My guess is that there are many business owners and managers who plan to take a “wait-and-see” approach. After all, neither Trump nor the newly-elected Republican-controlled Congress has done anything yet. The only thing they have really had a chance to do is talk about all of the pro-business and pro-economic growth ideas they have. So you may think it that it is prudent to proceed more cautiously. After all, it is one thing to campaign and quite another thing to govern.
But I am excited because the U.S. economy was improving significantly before the election was held. The burgeoning momentum that was emerging in the data was sufficient to power the economy toward faster growth regardless of who won the election. Most of the data upon which I am basing my improved outlook are from the third quarter. This data was reported after the election, so it might have become erroneously associated with the Trump victory. But most of this data reflects activity up through October, and like I said, few people in October were expecting the election outcome we ultimately got.

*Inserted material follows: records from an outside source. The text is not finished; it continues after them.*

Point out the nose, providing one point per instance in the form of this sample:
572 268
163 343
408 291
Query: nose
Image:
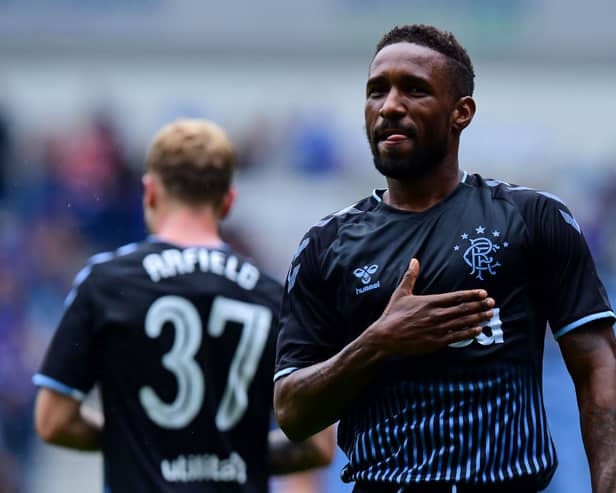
393 105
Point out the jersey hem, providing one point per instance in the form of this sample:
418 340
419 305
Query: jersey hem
583 321
45 381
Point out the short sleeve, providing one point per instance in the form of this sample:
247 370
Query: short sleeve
70 363
571 289
309 328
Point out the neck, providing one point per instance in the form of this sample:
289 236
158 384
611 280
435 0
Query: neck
419 194
189 228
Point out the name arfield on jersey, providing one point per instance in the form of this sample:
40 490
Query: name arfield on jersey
174 262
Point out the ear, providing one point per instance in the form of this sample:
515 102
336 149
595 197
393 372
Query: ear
149 191
227 202
463 113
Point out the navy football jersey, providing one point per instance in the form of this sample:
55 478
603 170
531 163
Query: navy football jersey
181 341
472 413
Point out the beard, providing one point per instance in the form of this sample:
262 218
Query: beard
416 164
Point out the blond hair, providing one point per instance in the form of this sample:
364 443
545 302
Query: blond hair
194 160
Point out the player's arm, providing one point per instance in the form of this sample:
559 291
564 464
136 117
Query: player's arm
60 420
312 398
287 457
590 355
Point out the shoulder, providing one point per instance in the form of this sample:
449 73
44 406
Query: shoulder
99 266
529 201
327 229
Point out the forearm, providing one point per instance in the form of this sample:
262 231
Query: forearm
287 457
79 434
63 421
598 421
313 398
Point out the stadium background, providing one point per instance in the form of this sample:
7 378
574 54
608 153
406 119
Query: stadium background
85 83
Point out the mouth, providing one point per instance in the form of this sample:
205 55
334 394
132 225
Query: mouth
394 136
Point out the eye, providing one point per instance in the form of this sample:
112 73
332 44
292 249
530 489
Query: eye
376 91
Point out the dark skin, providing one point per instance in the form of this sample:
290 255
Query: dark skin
413 123
411 116
590 356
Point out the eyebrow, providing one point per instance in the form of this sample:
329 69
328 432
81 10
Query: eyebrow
405 78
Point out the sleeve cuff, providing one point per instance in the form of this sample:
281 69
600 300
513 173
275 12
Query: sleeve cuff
283 373
45 381
583 321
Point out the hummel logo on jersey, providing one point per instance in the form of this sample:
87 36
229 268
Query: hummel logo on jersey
364 274
478 256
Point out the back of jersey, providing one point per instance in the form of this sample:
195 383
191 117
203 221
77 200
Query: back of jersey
182 342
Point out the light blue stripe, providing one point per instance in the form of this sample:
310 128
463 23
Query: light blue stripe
45 381
98 258
285 372
583 321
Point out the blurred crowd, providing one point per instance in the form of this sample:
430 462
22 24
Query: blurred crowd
67 193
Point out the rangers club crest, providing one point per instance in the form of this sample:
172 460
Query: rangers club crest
480 251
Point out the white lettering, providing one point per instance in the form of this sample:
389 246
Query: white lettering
217 262
248 276
205 467
369 287
494 336
174 262
231 268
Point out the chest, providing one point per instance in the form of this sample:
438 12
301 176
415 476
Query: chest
457 250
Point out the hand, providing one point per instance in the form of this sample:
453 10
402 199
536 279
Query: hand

If you look at the accompanying charts, you will see that both the capacity utilization rate for processors and the pace of growth in their production levels started to head downward in 2015, and this trend prevailed through 2016. This gradual leak in the data affected some sectors of the plastics industry more than others, but few would argue that the recovery phase we had experienced since the Great Recession ended was starting to feel a bit stale. Nobody was really saying we had entered another recession phase, but the suggestions that we were heading in that direction were becoming more noticeable. But a close inspection of these charts reveals that the downward trend that started last year was starting to flatten out in the third quarter of this year.
The slow decline in the industrial sector data notwithstanding, there were some fundamental economic indicators that did not decline in 2016. These were the data measuring household incomes and employment. There were a lot of new jobs created in 2016, and the evidence is finally showing that the tightening labor market is starting to push wages higher. In other words, an increasing number of consumers are starting to earn more money. Because the plastics industry is so heavily dependent on consumer spending activity, this is an environment that portends further growth in the plastics sector, not a recession.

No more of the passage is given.